Even small credit providers must now register with the National Credit Regulator

“I have a small informal money lending business. A friend told me that she has read that even small credit providers lending money must now register with the National Credit Regulator. I hardly lend more than R200,000 per year, and have not had to register in the past. Is this true?”

Your friend is correct in principle, although there are certain exclusions. The Department of Trade and Industry on 11 May 2016 published a notice determining that the threshold for registering as a credit provider with the National Credit Regulator (NCR) is now R0, for all the applicable credit providers involved in lending money.

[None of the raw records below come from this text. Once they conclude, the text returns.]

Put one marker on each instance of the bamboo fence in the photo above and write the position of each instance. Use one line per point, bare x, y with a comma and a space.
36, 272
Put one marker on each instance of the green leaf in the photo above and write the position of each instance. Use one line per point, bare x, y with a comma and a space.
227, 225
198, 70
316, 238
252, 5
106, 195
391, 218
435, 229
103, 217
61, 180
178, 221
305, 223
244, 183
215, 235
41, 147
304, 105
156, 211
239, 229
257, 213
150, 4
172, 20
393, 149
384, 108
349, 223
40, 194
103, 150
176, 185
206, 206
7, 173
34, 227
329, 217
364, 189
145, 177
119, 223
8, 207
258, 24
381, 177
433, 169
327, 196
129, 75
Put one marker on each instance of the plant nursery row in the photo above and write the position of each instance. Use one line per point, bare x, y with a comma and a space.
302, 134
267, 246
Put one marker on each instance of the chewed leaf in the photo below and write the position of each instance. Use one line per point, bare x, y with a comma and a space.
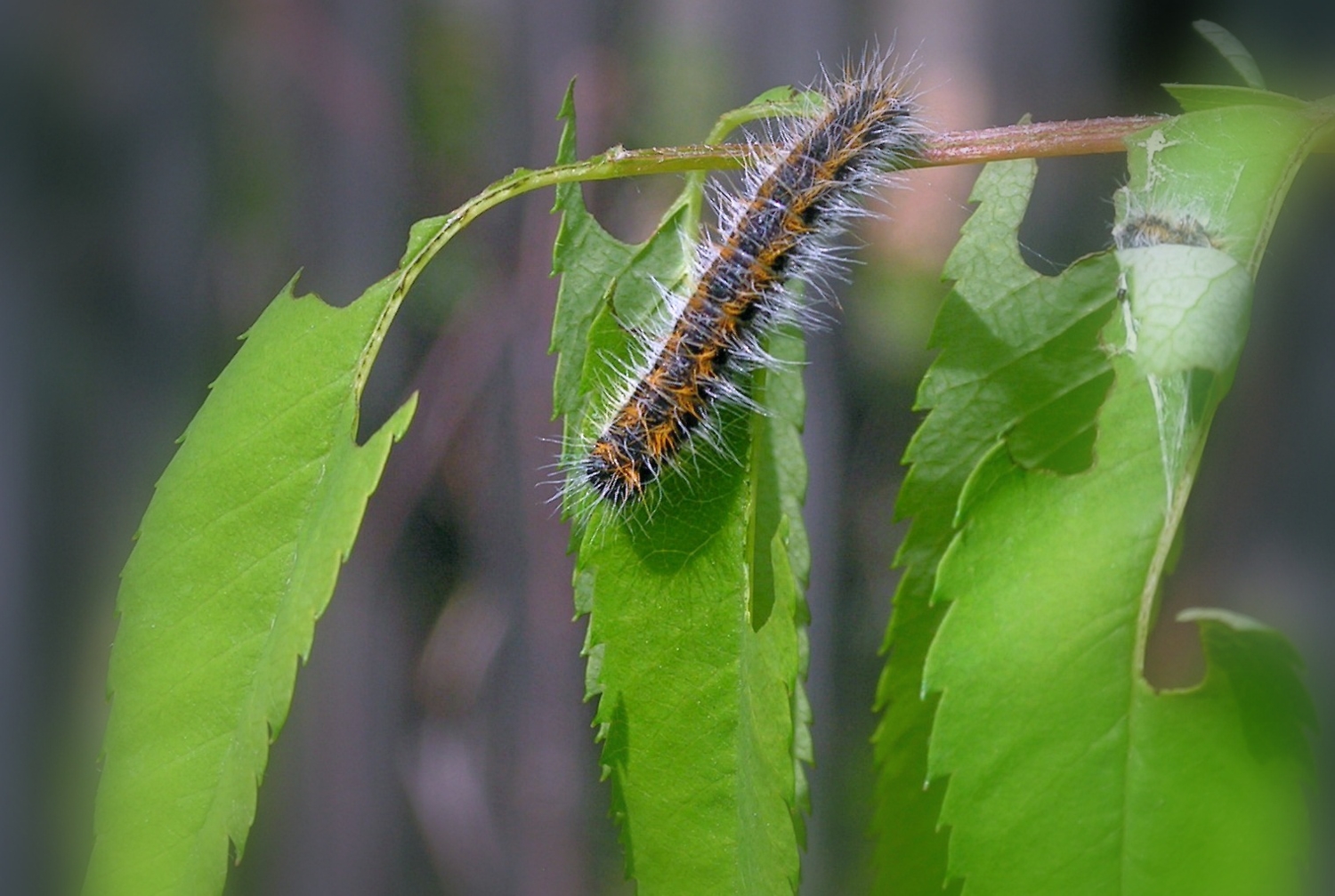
1020, 381
1064, 771
235, 560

Prior to this notice, the National Credit Act (NCA), required you to register as a credit provider if the total principal debt owed in terms of all current credit agreements exceeded R500,000, but this has now been reduced to R0. Consequently credit providers who lend money in terms of the Act, irrespective of the principal debt, must now apply to be registered with the NCR. 

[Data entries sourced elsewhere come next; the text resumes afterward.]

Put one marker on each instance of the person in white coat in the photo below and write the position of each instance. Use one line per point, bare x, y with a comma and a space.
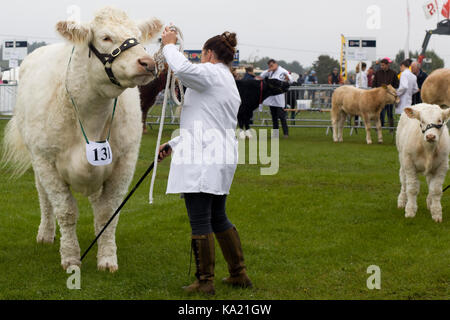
407, 88
204, 155
278, 102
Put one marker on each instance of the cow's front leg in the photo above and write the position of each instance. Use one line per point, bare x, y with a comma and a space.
412, 190
104, 203
379, 130
64, 207
47, 227
435, 193
367, 125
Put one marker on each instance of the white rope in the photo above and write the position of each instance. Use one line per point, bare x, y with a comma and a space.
171, 79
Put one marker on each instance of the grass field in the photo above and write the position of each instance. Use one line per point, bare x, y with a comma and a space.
309, 232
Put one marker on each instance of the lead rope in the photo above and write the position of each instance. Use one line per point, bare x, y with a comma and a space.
171, 79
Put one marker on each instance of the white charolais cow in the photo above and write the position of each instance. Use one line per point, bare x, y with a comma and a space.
45, 130
423, 145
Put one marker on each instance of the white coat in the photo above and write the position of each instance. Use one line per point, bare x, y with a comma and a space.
279, 74
205, 154
408, 86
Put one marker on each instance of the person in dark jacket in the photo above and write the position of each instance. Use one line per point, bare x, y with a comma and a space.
386, 76
421, 76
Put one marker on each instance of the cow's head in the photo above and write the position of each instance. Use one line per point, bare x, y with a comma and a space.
112, 29
391, 94
432, 120
275, 87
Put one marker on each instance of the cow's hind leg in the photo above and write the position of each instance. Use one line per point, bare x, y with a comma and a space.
104, 203
46, 233
340, 124
401, 201
379, 130
64, 207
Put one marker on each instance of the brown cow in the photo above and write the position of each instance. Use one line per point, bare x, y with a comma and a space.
148, 94
436, 88
348, 100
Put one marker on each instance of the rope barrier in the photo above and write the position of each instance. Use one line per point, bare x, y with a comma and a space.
171, 83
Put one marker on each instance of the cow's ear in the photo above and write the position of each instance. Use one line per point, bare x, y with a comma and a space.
445, 115
74, 32
149, 29
412, 113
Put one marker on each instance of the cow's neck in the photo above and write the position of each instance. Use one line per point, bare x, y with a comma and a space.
94, 102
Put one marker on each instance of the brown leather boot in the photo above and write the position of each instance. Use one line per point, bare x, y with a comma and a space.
203, 247
230, 243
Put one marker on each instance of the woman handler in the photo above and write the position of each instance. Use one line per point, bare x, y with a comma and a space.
205, 155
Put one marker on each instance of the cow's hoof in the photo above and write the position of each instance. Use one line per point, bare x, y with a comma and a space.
108, 263
437, 218
67, 262
45, 238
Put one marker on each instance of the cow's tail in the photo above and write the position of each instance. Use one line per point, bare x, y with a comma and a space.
15, 154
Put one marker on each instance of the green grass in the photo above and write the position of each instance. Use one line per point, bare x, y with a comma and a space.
309, 232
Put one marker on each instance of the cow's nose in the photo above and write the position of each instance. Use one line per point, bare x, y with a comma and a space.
147, 63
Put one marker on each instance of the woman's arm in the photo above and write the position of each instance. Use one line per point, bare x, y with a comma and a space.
194, 76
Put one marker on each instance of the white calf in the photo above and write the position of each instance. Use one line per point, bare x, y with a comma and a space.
423, 145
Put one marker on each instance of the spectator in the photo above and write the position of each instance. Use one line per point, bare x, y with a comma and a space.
370, 76
408, 86
421, 76
361, 76
376, 66
386, 76
311, 78
335, 77
277, 103
249, 75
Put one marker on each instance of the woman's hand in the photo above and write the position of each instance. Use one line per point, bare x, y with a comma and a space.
164, 151
169, 36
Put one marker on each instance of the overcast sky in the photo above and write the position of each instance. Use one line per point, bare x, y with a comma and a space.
282, 29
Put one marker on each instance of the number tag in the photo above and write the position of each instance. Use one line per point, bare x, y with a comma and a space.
99, 153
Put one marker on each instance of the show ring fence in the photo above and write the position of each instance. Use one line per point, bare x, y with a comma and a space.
308, 106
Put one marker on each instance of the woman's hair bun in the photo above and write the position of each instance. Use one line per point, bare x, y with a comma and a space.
230, 38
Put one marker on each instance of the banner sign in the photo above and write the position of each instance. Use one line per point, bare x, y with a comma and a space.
15, 50
361, 48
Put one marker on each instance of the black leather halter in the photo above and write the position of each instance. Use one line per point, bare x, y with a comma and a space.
108, 58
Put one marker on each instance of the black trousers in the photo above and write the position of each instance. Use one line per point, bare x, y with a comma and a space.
279, 113
207, 213
389, 109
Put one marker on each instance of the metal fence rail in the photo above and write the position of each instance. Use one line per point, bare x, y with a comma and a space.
308, 107
8, 93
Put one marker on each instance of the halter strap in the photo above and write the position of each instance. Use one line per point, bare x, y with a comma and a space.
108, 58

It is however important to remember that the Act does not apply to certain juristic persons specifically excluded in the NCA, as well as persons who are not “at arm’s length”. Furthermore any loan which does not include interest or a fee for late or deferred payment will not fall under the definition of a “credit agreement” in the NCA and registration as a credit provider will not be required. 

The Act provides that the threshold will take effect six months after the date on which it is published in the Gazette, namely 11 November 2016. Accordingly if you are required to register for the first time due to the new threshold, you must apply for registration before 11 November 2016.

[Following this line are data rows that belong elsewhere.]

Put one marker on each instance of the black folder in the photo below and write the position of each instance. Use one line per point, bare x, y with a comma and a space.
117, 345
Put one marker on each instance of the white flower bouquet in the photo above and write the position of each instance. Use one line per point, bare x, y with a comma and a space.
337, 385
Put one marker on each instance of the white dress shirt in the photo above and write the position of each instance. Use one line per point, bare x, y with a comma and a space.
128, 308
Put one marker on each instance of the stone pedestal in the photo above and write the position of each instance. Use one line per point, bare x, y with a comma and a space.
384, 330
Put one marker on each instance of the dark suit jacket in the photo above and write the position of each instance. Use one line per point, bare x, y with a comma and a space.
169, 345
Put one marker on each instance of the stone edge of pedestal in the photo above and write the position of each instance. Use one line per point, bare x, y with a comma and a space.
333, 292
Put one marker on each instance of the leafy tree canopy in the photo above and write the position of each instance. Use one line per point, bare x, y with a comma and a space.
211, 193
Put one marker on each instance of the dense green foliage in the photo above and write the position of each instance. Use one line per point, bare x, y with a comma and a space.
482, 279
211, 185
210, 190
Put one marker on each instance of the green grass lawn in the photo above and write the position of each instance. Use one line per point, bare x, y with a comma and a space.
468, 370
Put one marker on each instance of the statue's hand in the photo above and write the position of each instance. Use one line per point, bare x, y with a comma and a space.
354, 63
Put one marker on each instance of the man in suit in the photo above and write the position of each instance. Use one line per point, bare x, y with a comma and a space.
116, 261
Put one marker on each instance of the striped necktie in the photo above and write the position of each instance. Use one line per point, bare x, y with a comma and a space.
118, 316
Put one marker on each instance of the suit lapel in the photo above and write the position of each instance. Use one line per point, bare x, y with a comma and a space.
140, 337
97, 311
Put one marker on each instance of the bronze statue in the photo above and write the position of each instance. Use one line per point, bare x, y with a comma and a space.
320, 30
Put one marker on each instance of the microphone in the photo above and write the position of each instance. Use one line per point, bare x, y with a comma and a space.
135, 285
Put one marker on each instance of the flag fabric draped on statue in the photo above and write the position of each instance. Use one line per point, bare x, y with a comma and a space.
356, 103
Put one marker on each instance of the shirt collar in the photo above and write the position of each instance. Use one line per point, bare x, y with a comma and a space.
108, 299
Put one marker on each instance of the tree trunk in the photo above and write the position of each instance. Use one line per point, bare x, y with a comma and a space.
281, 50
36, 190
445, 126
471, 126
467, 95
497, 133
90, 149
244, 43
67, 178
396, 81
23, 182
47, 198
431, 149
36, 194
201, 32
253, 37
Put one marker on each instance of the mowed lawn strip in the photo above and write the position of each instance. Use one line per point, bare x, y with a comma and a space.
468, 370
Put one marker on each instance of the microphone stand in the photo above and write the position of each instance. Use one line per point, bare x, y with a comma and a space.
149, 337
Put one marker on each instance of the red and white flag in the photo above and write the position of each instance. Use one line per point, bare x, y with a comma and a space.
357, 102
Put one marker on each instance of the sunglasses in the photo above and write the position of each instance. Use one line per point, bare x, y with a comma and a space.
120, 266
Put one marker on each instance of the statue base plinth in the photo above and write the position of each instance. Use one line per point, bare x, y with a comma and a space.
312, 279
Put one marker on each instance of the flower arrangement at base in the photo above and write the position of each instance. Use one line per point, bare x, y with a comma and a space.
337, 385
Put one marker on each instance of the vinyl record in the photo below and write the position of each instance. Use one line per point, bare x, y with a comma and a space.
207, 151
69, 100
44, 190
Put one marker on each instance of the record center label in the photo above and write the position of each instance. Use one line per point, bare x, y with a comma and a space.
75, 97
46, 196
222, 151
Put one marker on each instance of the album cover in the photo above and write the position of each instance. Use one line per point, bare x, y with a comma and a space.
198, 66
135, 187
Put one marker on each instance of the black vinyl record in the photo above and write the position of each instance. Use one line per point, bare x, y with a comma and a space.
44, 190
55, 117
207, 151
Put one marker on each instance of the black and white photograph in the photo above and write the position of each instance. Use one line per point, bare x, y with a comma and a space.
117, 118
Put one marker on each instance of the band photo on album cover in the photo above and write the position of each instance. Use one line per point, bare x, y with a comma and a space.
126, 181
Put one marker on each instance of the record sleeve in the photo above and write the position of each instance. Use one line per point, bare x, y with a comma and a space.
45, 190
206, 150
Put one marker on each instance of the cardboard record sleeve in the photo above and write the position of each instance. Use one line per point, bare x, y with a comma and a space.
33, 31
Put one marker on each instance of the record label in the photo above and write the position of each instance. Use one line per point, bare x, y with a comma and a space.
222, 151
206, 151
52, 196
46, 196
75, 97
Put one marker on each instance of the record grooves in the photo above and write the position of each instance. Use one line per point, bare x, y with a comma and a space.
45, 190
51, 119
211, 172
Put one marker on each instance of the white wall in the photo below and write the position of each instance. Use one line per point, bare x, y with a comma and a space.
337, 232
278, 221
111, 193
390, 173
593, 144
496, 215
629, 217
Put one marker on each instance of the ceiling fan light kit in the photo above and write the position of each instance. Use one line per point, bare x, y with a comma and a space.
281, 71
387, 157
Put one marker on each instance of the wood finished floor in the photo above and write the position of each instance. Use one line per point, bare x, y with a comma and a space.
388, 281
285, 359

In order to register as a credit provider, you must submit an application to the NCR. If the application complies with the NCA and the applicant meets the criteria as set out in the NCA for registration, the NCR will register the applicant. Your application will have to be accompanied by an application fee and a prescribed registration fee in accordance with the credit provider category you fall in. 

Further take note that once you are registered with the NCR as a credit provider, the interest that you charge your clients will also be affected as it will have to comply with the interest rate prescribed by the Minister from time to time by a notice in the Government Gazette.